In 2016, Adobe developed a technology that was best described as “Photoshop for audio.” It would be able to change words in a voiceover simply by typing new words. Sounds scary, right? It was, and Adobe never released it — for good reason.
Called project VoCo, the technology was showcased during Adobe’s “Sneaks” event at its annual MAX conference and immediately turned heads. After MAX, the feedback regarding VoCo was so significant that Adobe felt the need to publish a full blog post about it to defend it.
“It’s a technology with several compelling use cases, making it easy for anybody to edit voiceover for videos or audio podcasts. And, if you have a 20-minute, high-quality sample of somebody speaking, you may even be able to add some new words and phrases in their voice without having to call them back for additional recordings,” Mark Randall wrote, focusing on the positives of the technology.
“That saves time and money for busy audio editors producing radio commercials, podcasts, audiobooks, voice-over narration and myriad other applications. But in some cases, it could also make it easier to create a realistic-sounding edit of somebody speaking a sequence of words they never actually said.”
Randall would go on to argue that new technology like this, while it might be controversial or scary, has many positive effects, too. While admitting that “unscrupulous people might twist [it] for nefarious purposes,” he goes on to defend developing the technology because of the good it can do.
“The tools exist (Adobe Audition is one of them) to cut and paste speech syllables into words, and to pitch-shift and blend the speech so it sounds natural,” he argued.
“Project VoCo doesn’t change what’s possible, it just makes it easier and more accessible to more people. Like the printing press and photograph before it, that has the potential to democratize audio editing, which in turn challenges our cultural expectations, and sparks conversation about the authenticity of what we hear. That’s a great thing.”
While Adobe may have taken this stance initially, VoCo never saw the light of day. Clearly, Adobe realized that the risk of what VoCo could do would outweigh the benefits. Or, perhaps more likely, Adobe’s legal department just couldn’t stomach the idea of attempting to defend the company when the technology was used to put unseemly words into the mouth of a world leader.
If VoCo was a Risk, What the Heck is Sora?
I vividly remember sitting in the crowd watching the VoCo presentation and thinking, “This cannot be put out there. Any good it could do will be vastly outweighed by the damage it can cause.”
I never thought I would be pointing to Adobe as a shining example of ethics and morality, but here we are. Adobe agreed and VoCo never saw the light of day.
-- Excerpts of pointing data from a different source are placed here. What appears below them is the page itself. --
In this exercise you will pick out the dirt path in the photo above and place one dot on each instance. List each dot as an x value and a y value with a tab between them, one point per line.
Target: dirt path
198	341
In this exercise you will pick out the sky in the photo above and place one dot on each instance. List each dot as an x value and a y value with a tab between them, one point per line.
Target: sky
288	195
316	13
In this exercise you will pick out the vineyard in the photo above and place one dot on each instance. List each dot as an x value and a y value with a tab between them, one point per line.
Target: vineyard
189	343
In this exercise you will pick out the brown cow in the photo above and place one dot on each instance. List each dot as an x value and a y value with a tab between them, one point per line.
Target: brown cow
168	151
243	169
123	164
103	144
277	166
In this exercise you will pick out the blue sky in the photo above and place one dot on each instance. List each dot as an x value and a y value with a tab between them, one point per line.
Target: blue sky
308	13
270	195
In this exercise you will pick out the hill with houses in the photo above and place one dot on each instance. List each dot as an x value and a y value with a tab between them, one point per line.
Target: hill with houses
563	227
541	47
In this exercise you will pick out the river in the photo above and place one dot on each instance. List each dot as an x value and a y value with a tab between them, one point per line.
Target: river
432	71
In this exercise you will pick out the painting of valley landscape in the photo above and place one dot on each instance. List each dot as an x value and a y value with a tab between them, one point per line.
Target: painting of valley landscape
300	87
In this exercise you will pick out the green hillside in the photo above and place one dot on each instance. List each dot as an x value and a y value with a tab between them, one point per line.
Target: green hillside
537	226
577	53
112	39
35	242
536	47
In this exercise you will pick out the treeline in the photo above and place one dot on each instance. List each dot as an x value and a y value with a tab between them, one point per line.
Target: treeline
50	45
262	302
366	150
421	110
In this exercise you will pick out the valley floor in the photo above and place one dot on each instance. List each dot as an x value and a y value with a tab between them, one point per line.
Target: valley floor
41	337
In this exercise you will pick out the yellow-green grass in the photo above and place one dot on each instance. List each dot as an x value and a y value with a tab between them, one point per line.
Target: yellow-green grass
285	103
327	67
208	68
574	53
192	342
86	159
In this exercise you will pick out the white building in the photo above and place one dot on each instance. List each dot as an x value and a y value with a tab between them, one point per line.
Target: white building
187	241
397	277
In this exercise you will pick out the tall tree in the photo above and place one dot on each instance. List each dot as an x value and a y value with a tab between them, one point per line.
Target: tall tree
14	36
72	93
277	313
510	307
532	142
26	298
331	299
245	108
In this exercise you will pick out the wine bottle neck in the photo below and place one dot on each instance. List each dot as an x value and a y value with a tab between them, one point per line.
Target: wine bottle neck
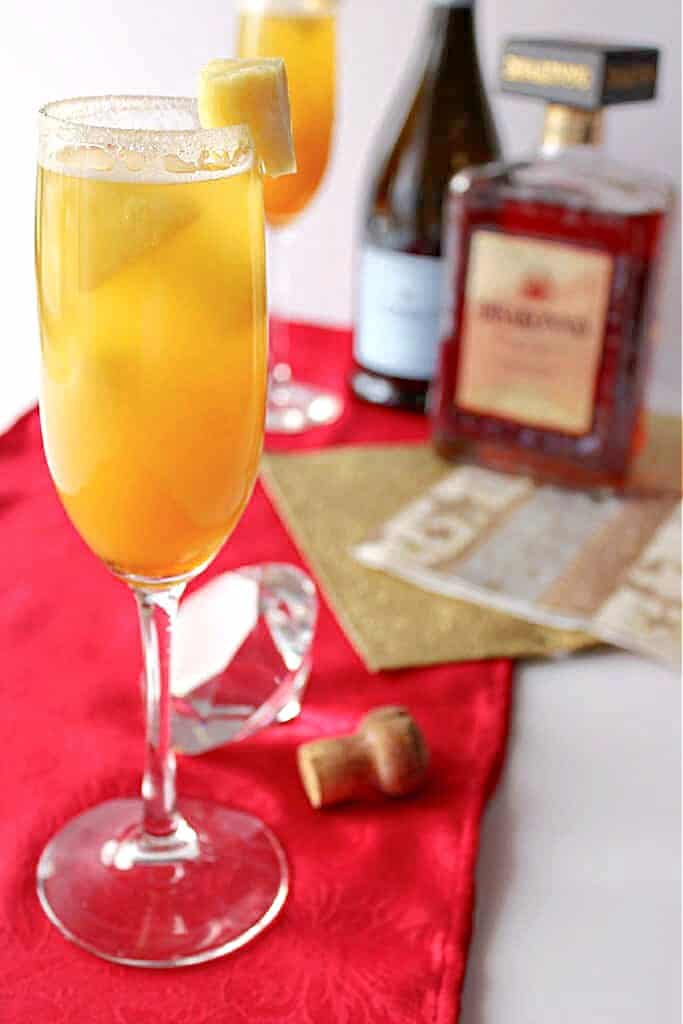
453	26
567	126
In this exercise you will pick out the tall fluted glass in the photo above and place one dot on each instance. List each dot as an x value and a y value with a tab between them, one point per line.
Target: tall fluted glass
304	33
152	291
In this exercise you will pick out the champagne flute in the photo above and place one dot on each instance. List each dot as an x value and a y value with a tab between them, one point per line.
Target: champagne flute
303	32
152	292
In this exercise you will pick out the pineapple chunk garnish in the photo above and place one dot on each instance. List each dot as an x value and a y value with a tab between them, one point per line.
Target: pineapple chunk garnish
253	93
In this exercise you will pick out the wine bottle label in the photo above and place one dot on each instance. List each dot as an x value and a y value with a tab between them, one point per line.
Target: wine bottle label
397	333
534	325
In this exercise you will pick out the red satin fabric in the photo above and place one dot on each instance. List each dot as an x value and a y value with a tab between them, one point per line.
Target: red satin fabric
377	925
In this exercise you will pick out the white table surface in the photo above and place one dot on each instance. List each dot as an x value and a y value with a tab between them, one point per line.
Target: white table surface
579	900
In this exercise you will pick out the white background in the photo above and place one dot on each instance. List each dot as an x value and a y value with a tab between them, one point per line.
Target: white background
74	47
580	872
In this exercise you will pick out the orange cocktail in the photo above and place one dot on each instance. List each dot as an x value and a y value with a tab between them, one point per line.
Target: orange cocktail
305	37
154	355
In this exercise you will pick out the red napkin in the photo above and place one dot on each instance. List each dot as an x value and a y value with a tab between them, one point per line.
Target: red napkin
377	925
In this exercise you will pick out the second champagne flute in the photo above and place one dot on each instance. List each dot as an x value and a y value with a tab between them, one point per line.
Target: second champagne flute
303	32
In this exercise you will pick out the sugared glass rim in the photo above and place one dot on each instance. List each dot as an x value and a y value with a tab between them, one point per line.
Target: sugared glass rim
91	121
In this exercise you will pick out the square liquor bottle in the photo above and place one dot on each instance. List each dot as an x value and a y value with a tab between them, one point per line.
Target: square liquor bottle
551	266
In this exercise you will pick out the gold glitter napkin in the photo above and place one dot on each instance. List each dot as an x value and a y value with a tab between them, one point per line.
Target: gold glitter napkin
333	499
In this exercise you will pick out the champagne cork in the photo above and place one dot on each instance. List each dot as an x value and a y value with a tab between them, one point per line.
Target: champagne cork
387	754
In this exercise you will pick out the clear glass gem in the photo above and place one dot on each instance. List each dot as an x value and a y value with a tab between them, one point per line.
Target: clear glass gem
243	655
But the folks at OpenAI don’t seem to be driven by the same morality, or at least aren’t afraid of potential legal repercussions. Maybe it’s because the company thinks it can head off any of these issues through coding, but I find myself wondering what ever happened to ethical software development?
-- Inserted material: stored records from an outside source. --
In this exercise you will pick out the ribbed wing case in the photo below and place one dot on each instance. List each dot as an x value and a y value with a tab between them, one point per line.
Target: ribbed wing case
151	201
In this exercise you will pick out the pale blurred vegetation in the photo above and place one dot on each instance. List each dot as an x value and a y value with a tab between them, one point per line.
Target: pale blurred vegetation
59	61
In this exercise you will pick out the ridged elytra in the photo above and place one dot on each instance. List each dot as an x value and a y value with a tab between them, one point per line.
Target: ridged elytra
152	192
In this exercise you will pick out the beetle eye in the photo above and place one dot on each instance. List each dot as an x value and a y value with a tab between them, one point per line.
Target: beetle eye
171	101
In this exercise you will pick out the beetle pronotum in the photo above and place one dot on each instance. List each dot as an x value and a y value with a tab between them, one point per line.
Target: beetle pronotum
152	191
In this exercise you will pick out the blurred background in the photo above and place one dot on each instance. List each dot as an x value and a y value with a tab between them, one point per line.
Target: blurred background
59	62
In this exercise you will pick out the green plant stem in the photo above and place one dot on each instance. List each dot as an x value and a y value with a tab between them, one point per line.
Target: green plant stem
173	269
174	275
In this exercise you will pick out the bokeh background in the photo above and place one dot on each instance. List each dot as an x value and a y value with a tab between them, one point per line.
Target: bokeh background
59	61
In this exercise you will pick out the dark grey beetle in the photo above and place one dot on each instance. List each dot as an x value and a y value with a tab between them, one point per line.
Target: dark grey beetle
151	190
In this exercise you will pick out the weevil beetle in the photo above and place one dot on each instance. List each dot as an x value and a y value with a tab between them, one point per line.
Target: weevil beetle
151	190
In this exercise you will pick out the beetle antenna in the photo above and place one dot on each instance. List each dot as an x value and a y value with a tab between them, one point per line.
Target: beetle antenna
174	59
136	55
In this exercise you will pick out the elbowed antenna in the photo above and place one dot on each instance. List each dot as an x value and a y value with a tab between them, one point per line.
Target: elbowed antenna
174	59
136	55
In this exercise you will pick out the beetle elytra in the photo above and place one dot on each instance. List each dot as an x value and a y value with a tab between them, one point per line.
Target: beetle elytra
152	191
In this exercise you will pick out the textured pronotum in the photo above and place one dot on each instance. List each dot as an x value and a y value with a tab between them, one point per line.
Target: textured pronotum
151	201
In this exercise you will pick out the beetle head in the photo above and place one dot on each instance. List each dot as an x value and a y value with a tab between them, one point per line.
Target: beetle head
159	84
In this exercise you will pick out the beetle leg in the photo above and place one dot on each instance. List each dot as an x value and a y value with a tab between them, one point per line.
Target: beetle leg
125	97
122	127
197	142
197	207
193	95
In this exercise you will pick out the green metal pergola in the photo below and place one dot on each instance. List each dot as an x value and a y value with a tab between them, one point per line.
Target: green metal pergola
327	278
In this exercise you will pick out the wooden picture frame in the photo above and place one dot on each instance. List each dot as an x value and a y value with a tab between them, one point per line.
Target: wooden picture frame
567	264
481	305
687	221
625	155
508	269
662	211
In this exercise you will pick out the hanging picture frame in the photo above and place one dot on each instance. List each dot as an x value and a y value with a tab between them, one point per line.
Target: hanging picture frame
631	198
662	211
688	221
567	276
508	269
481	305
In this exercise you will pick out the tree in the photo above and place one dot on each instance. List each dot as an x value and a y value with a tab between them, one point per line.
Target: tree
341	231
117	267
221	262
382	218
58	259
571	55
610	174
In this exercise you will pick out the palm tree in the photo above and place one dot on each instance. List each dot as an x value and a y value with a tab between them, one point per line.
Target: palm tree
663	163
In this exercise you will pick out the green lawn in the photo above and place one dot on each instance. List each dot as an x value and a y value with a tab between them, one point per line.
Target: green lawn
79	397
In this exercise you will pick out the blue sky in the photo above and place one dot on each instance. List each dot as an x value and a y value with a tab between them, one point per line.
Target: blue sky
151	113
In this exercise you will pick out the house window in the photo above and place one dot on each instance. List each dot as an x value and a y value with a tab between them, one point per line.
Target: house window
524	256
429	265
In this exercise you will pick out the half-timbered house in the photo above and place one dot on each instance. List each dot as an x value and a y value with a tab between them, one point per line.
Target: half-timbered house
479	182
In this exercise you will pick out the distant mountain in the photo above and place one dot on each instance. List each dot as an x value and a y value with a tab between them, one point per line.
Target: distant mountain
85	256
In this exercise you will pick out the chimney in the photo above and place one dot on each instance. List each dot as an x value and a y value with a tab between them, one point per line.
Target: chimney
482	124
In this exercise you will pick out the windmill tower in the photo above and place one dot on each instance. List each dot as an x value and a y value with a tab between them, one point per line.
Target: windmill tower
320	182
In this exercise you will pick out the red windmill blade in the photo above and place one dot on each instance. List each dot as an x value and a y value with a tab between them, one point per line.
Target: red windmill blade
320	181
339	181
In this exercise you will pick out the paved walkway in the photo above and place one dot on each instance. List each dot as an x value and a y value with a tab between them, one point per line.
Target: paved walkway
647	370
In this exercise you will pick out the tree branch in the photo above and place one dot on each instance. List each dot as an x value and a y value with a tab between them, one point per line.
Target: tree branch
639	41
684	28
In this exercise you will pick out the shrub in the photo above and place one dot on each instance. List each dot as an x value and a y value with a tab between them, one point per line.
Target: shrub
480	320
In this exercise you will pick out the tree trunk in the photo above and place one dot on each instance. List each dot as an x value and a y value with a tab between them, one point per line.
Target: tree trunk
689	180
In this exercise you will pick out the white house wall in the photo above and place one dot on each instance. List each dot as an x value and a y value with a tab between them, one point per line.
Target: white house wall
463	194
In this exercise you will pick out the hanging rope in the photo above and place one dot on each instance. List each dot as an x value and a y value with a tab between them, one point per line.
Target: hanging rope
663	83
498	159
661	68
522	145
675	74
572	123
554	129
I find it hard to believe that at no point in the creation of Sora — a brand new text-to-video artificial intelligence software — someone at OpenAI didn’t raise their hand with concerns about what ramifications this technology would have. Despite this, the company pushed forward, making the active choice to ignore those concerns.
Look, Sora is fascinating. The capabilities of this software which is just in its infancy are already astounding, yet I can’t help but be filled with a sense of dread and foreboding.
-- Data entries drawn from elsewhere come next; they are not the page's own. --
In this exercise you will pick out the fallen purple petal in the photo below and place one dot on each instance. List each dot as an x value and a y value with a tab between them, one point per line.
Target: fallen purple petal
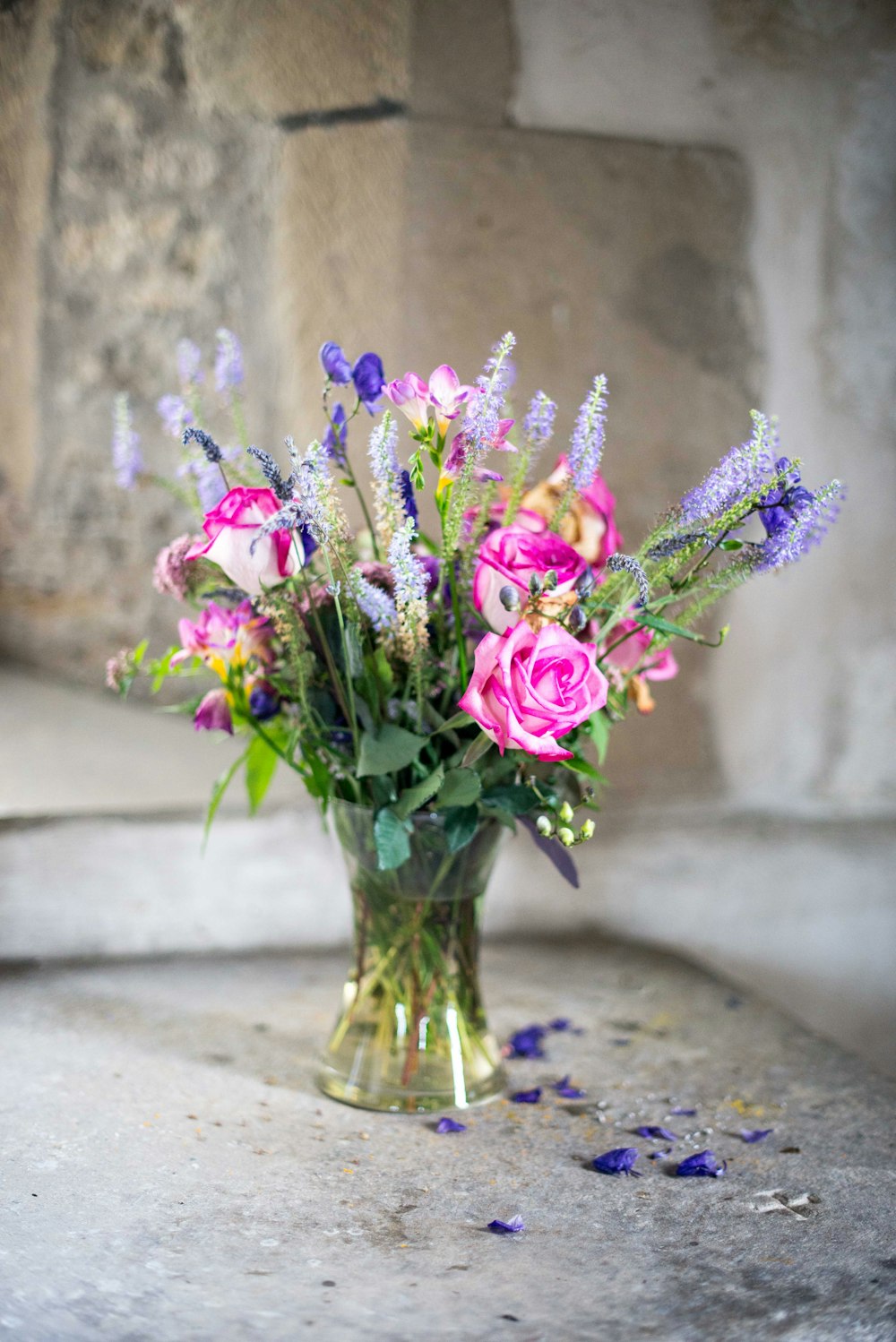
528	1097
659	1134
703	1166
448	1125
567	1091
617	1161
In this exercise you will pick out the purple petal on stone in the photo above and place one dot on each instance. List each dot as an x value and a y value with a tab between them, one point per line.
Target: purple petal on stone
617	1161
528	1097
567	1091
703	1166
448	1125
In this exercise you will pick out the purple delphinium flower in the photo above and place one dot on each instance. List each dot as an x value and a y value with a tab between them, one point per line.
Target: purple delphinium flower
334	363
618	1161
528	1043
528	1097
659	1134
263	703
127	460
228	361
448	1125
586	444
336	436
189	364
566	1091
175	415
703	1166
369	380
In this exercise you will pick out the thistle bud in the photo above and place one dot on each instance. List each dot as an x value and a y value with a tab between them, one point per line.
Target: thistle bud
577	620
509	598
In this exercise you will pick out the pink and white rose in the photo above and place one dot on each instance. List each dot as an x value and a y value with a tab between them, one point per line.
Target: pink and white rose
512	555
234	525
528	690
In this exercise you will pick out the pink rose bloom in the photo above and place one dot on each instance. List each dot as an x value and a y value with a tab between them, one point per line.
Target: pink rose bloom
530	689
232	526
633	652
510	555
224	638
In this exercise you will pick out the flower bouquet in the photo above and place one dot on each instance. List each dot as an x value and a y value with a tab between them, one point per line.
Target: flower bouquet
440	673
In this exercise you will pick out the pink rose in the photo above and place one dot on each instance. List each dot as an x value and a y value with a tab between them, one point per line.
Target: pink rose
510	555
232	526
530	689
633	652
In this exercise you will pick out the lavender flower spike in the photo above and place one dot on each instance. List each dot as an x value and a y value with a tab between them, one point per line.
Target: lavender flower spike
228	361
127	460
586	444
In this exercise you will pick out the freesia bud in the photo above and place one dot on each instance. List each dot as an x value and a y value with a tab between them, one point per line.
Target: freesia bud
509	598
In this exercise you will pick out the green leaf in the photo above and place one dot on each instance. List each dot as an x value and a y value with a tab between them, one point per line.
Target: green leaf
461	788
218	794
261	767
599	729
461	826
388	751
514	796
391	838
655	622
477	751
415	797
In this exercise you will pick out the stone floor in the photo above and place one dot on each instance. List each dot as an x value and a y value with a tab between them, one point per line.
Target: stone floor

If VoCo was deemed too much of a risk, how is Sora not? Just because you can make something doesn’t mean you should.
Back in 2016, VoCo felt like a lot. It was way more advanced than anything we had ever seen before. It was shocking. But now in 2024, AI has seeped into so many parts of daily life and now after more than a year of AI image generators, perhaps people aren’t really realizing what’s happening. We are a frog that doesn’t know it’s being boiled.